AOC et ses scandales
Macron le sait. Celui qui avait joué les fake sans-culottes en 2017, nommant son livre « Révolution », ressert la même soupe en 2024. Il a ainsi lancé à ses ministres que « le XXIe siècle est le siècle de la régénération. Et cette régénération vous ordonne de renouer avec l’esprit de la Révolution ». Une façon de se revendiquer du 14 Juillet pour mieux en saper les fondamentaux, tout comme ses ministres passent leur temps à parler de République afin de mieux l’affaiblir. À tel level que le disque se raye et que la platine dérape : la nouvelle ministre de l’Éducation nationale, Amélie Oudéa-Castéra, au second d’expliquer pourquoi ses enfants sont scolarisés dans le privé, n’a pas pu se retenir de dénigrer et caricaturer le public.

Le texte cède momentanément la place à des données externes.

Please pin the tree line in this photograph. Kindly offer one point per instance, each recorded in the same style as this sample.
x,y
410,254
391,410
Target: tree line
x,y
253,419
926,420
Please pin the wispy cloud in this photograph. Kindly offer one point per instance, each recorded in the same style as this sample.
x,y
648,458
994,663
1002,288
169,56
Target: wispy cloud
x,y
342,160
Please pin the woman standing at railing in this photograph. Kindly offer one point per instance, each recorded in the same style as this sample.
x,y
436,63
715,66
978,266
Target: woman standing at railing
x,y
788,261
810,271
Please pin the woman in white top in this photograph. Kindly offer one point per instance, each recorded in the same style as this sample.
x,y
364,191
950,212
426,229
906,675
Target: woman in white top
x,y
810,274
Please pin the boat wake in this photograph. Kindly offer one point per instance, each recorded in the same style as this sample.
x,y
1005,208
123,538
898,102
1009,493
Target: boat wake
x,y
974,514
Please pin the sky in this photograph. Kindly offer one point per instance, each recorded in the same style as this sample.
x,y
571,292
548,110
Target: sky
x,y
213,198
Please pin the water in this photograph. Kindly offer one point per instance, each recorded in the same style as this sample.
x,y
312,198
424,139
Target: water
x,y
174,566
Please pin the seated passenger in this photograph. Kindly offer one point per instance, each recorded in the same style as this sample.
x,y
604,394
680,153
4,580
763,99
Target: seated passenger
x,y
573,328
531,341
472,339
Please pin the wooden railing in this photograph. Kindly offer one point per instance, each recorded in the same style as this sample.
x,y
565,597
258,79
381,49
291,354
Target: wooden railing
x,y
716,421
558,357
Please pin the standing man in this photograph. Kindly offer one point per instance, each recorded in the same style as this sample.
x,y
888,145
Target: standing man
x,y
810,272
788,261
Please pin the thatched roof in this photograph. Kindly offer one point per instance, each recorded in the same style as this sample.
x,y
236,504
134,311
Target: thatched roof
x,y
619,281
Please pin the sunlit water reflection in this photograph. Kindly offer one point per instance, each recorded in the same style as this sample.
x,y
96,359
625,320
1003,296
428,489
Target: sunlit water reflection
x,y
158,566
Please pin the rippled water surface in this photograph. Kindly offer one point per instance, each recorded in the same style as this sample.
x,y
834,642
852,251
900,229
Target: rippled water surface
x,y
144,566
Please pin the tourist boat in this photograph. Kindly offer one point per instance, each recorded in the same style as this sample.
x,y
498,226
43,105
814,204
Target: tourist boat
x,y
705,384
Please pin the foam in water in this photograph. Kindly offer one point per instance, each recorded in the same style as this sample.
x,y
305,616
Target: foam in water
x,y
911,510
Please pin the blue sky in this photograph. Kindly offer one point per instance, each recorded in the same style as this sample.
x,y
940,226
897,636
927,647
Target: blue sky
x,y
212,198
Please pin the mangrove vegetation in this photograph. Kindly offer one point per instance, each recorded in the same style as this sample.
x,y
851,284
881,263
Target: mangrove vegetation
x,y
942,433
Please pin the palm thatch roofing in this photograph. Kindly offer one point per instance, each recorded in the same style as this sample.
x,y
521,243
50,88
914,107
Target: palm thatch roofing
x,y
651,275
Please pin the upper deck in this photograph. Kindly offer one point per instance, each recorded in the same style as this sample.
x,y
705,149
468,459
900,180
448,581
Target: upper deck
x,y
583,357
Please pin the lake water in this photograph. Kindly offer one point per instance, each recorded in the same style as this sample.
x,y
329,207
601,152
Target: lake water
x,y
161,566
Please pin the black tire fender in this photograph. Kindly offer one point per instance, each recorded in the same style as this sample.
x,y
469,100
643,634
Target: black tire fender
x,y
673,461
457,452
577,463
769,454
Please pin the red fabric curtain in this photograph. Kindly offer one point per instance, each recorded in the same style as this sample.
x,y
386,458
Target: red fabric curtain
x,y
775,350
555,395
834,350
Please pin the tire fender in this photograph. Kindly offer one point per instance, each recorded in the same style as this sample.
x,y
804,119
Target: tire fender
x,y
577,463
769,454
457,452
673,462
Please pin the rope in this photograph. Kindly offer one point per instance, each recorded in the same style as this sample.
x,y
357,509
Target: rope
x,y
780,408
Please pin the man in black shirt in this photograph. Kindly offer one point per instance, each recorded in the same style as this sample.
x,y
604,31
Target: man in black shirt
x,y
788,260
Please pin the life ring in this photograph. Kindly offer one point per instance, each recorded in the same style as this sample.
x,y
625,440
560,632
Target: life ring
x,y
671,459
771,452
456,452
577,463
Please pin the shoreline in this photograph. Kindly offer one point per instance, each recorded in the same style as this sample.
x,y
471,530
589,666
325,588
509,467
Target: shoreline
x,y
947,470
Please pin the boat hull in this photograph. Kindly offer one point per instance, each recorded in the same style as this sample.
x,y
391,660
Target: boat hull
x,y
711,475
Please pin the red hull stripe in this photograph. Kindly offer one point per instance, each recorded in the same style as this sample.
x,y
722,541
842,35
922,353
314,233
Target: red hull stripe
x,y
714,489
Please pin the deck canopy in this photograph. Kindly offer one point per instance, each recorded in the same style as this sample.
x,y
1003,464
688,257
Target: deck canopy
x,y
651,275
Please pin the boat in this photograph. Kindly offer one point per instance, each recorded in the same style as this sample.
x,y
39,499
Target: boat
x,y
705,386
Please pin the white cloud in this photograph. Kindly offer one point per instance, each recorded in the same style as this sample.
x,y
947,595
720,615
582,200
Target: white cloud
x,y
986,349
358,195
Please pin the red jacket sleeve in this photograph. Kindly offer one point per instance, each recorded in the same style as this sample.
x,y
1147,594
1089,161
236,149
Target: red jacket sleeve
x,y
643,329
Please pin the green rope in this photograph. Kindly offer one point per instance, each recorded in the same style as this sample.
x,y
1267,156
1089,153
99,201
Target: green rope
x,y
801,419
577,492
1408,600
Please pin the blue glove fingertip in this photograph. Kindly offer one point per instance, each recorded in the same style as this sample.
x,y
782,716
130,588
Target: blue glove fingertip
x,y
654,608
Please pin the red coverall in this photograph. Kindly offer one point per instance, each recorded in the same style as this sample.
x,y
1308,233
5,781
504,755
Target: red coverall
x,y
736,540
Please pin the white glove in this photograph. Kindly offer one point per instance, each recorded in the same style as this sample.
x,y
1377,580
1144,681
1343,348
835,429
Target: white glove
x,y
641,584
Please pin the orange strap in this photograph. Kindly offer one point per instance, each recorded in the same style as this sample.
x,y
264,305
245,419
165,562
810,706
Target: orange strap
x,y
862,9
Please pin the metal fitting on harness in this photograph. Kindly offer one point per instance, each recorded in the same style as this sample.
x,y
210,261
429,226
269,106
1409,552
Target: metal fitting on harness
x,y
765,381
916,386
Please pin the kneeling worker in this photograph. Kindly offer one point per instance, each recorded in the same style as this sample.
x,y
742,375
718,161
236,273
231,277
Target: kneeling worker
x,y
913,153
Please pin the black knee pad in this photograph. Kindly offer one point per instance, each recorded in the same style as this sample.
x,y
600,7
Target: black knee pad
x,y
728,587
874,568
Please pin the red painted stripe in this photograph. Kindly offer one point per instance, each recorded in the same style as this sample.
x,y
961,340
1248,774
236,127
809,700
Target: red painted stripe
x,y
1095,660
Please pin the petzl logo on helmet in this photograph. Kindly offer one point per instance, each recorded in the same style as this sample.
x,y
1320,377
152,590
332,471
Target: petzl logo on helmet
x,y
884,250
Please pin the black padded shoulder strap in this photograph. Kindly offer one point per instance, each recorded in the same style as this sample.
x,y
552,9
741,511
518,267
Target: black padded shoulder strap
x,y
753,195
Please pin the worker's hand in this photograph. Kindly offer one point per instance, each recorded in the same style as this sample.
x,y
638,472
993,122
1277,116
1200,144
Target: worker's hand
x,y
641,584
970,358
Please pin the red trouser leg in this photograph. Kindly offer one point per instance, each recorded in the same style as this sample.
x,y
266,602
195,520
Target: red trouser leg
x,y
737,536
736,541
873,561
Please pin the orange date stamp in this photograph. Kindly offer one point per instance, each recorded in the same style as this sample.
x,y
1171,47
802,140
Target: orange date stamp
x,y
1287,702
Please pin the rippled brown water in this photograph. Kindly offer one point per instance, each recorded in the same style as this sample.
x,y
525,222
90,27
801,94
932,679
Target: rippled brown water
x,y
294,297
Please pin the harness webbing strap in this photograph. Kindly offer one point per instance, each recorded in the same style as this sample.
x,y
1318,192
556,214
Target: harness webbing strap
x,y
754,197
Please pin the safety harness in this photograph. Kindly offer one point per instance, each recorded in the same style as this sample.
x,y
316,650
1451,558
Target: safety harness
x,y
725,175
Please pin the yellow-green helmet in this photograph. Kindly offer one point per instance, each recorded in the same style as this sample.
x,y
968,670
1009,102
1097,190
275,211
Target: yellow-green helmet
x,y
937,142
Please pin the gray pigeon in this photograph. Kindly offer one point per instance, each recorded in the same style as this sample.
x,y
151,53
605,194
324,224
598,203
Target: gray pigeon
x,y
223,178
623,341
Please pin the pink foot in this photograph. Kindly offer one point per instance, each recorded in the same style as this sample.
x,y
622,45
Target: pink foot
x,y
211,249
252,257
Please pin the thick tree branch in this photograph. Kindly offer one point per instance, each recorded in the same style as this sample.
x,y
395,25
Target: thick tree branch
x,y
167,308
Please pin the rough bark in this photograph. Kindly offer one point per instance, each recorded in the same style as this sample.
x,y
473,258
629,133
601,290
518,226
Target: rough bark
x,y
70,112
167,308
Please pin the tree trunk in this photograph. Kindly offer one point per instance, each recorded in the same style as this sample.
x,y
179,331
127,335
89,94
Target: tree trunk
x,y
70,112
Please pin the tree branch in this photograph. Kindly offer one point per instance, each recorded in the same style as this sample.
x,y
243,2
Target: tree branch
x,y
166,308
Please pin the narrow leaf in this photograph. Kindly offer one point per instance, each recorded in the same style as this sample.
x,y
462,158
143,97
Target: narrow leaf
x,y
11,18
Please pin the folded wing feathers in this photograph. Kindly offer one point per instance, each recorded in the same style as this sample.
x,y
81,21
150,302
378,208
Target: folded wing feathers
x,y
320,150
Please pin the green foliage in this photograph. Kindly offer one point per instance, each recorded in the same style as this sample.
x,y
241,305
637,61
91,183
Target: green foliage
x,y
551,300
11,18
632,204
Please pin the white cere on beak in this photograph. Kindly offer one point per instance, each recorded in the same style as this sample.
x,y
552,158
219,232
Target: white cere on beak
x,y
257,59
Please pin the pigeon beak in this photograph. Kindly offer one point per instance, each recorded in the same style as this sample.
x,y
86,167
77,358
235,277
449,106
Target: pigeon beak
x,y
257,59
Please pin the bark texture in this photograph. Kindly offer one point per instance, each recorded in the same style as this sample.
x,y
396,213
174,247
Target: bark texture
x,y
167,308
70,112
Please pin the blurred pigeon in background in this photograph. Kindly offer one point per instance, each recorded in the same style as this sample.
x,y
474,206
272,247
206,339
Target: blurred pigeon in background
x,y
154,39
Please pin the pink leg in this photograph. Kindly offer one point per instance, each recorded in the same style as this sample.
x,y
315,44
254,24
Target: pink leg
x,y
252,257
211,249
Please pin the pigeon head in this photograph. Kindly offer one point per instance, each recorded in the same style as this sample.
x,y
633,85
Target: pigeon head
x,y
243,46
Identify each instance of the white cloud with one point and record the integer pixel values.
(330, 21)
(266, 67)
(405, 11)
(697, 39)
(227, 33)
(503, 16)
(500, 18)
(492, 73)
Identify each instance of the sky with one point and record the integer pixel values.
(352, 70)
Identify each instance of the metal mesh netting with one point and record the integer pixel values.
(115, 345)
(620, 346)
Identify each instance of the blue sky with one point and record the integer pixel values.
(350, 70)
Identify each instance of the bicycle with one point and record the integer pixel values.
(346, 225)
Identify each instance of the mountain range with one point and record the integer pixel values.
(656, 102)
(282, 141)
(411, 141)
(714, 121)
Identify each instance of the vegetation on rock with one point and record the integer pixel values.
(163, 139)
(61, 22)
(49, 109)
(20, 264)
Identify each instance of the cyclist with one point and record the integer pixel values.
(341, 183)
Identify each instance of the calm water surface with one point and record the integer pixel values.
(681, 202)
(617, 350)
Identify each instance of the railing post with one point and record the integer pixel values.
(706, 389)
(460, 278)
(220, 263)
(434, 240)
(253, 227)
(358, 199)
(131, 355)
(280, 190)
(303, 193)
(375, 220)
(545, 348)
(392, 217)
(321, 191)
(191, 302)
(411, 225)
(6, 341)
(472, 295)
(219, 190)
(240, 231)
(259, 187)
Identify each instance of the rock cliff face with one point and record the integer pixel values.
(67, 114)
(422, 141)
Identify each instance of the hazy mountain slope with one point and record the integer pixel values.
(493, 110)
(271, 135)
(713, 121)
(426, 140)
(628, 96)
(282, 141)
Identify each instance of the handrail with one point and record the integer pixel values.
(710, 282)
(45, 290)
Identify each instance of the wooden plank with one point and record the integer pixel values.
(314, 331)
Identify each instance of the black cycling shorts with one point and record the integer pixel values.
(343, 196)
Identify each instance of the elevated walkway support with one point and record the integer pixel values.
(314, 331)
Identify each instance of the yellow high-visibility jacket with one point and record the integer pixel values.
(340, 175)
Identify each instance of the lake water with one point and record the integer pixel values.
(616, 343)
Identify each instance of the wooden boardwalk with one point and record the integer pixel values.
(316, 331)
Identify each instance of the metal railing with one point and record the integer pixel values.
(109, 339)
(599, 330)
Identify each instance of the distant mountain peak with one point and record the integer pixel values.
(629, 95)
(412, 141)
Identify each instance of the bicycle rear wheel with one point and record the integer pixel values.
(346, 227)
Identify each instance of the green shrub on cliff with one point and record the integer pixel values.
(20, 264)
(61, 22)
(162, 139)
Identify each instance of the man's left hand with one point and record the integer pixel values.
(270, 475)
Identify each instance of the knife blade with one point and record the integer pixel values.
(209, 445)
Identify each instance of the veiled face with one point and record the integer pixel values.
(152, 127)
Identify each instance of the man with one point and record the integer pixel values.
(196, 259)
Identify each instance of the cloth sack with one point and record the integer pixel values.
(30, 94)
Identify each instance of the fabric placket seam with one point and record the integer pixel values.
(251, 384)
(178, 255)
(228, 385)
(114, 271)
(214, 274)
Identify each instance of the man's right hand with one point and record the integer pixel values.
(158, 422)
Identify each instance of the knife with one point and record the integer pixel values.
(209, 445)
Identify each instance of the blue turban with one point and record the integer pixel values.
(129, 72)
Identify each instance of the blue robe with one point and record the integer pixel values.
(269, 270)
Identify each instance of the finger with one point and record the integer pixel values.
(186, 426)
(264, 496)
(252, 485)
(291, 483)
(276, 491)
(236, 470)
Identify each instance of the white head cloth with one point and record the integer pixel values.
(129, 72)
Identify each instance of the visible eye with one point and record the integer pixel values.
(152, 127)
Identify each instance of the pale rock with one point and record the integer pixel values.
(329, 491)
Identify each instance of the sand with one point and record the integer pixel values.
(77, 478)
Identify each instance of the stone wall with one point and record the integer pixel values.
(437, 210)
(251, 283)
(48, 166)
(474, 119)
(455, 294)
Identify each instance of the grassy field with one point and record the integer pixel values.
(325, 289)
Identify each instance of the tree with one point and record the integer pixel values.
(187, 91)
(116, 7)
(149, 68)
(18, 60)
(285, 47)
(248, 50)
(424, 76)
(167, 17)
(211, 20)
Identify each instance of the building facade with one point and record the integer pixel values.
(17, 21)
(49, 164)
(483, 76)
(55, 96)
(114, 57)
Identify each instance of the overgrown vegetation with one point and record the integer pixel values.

« Des paquets d’heures (n’étaient) pas sérieusement remplacés » dans l’ancienne école publique de son fils, a-t-elle accusé. Ce qui s’est avéré être un mensonge éhonté, comme elle l’a ensuite elle-même reconnu. Quel est donc le sens de cette piteuse attaque, quand seule l’école publique permet à tous les enfants d’accéder au savoir, afin d’échapper à la fameuse « assignation à résidence » que Macron prétend combattre ? Mais c’est aussi le choix de l’école privée retenue par la ministre qui interroge et crée la polémique. L’établissement Stanislas est non seulement un repaire de riches où règne l’entre-soi, mais c’est également une école catholique et réactionnaire qui ne respecte pas le contrat passé avec l’État : contrairement à la loi, les élèves de Stanislas sont obligés d’aller au catéchisme et sont privés de cours d’éducation sexuelle, en plus de recevoir un discours sexiste et homophobe. Leur directeur est même allé jusqu’à assurer que « la première légitimité est du côté de la faith catholique. (…) La seconde est du côté de la République ».
Dati et Vautrin
Macron n’y trouve rien à redire, si ce n’est qu’il souhaite généraliser le port de l’uniforme à l’école. Et qu’il appelle à un « réarmement démographique » de la France, dans une formule digne du dirigeant hongrois Viktor Orban. Avec un tel programme, aucune shock à voir la tradition confiée à Rachida Dati, nouvelle prise de guerre shock venue de chez LR, qui a déclaré que ce ministère « n’est pas » ce qu’elle avait « demandé ». Sitôt entrée au gouvernement, l’ancienne sarkozyste s’est déclarée candidate à la mairie de Paris en 2026. Difficile de ne pas y voir une promesse d’accord entre macronistes et LR. Comme un bonheur n’arrive jamais seul, Macron a annoncé une réforme des règles du scrutin pour les villes de Paris, Lyon et Marseille.
Dans le flot de ses paroles s’est aussi glissée l’ouverture d’une nouvelle chasse aux chômeurs, avec la promesse de droits toujours plus au rabais, et la volonté de casser davantage le droit du travail en « baissant les seuils » qui imposent des obligations aux entreprises. La nouvelle ministre du Travail, Catherine Vautrin, elle aussi problem de LR, s’en donnera à cœur joie. Celle qui hérite également du portefeuille de la Santé a pour mission de doubler les franchises médicales. « La santé ne peut pas être entièrement gratuite », a-t-elle asséné. Or elle ne l’a jamais été : tout est affaire de choix de financement. Celui mis en place par les communistes en 1945 vise à ce que chacun cotise selon ses moyens et soit soigné selon ses besoins. Intolerable pour les macronistes, qui ont comme seule boussole la lutte des courses, mais du côté de la bourgeoisie : le ministre de l’Économie Bruno Le Maire a annoncé une hausse de 8 à 9 % des prix de l’électricité. À croire que l’exécutif n’attend qu’une selected : que les citoyens redescendent dans la rue, sans culotte et avec un gilet jaune fluo. Les agriculteurs ont pris les devants avec un mouvement inédit depuis des années.